Die künstlerische Handlung und ihre erdachten Figuren schaffen zudem während des gesamten Abends ein Spannungsverhältnis zum realen Ausgang der Geschichte, und gerade die Leichtigkeit der szenischen Erzählung ist es, die uns den Schmerz darüber doppelt spüren lässt. Der Junge Adolf Rosenbaum wandert nach Palästina aus, um dort im Kibbuz sein Glück zu suchen und möchte seine angebetet Eva nachholen. Da er erst 14 und sie schon 19 ist, lacht sie ihn aus, wir aber fiebern im Wissen um das tatsächliche Ende der jüdischen Bevölkerung mit Adolf mit und wünschen, dass das junge Mädchen die Chance ergreife. Und als die Liebenden, die Schauspielerin Claire Lasser (Fenja Annika Abel) und der Drucker Josef Munz (Levent Özdil), endlich zueinanderfinden und mit den gestohlenen Dollars eines Filmproduzenten auswandern, breitet sich Erleichterung aus – sie werden gerettet sein.

Als niemand den Nazi spielen will, fällt der Schnickschnackschnuck-Entscheid der Theatertruppe auf die Darstellerin, die man bis dahin bezaubernd spielend und singend als Kellnerin erlebt hat (Luise Hagedise Bernburg, eine echte Neuentdeckung!). Sie wird als Marga Merkle zur fränkischen Außenstelle der „Bewegung“ und versucht, die Dörfler mit völkischen Ideen zu impfen, um eine ländliche Basis für den bevorstehenden Hitlerputsch in München zu errichten.
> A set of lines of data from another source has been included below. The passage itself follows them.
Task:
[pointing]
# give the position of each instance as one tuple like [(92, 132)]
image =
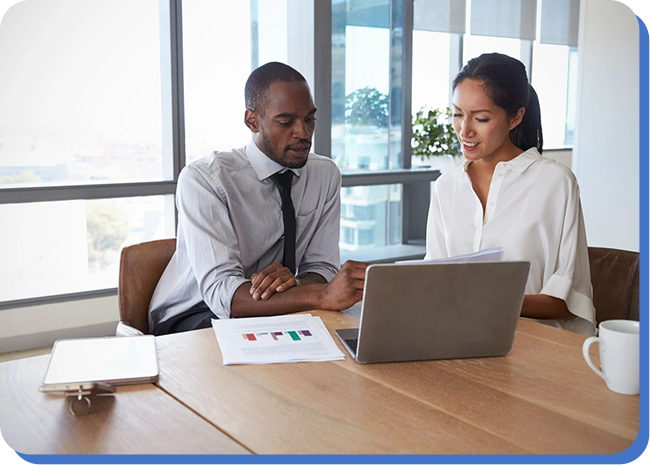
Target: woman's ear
[(516, 120), (251, 121)]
In den heutigen Debatten um „kulturelle Aneignung“ nimmt das Team einen klaren Standpunkt ein und begreift diese als „ein Grundprinzip jeder künstlerischen Arbeit“: „Kunst ist nur in der schöpferischen Auseinandersetzung mit dem Fremden denkbar. Und da Kunst auch immer über das hinausweist, womit sie sich beschäftigt, darf sie sich Freiheiten nehmen, die einem Historiker nicht erlaubt wären“, so das Credo.
Das Freilandtheater Bad Windsheim präsentiert mit „Das schöne Geld“ einen gleichsam romantischen wie scharf durchdachten Abend, einen Abend der Gefühle, der das Denken in Gang setzt und sich in das Gedächtnis einschreibt.

Wer mehr über die historischen Hintergründe des Stoffes und die künstlerische Motivation des Teams erfahren möchte, sollte sich das Programmheft mit wunderschönen Szenenfotos (Andreas Riedel), den Liedtexten und lesenswerten Hintergrundinformationen unbedingt kaufen.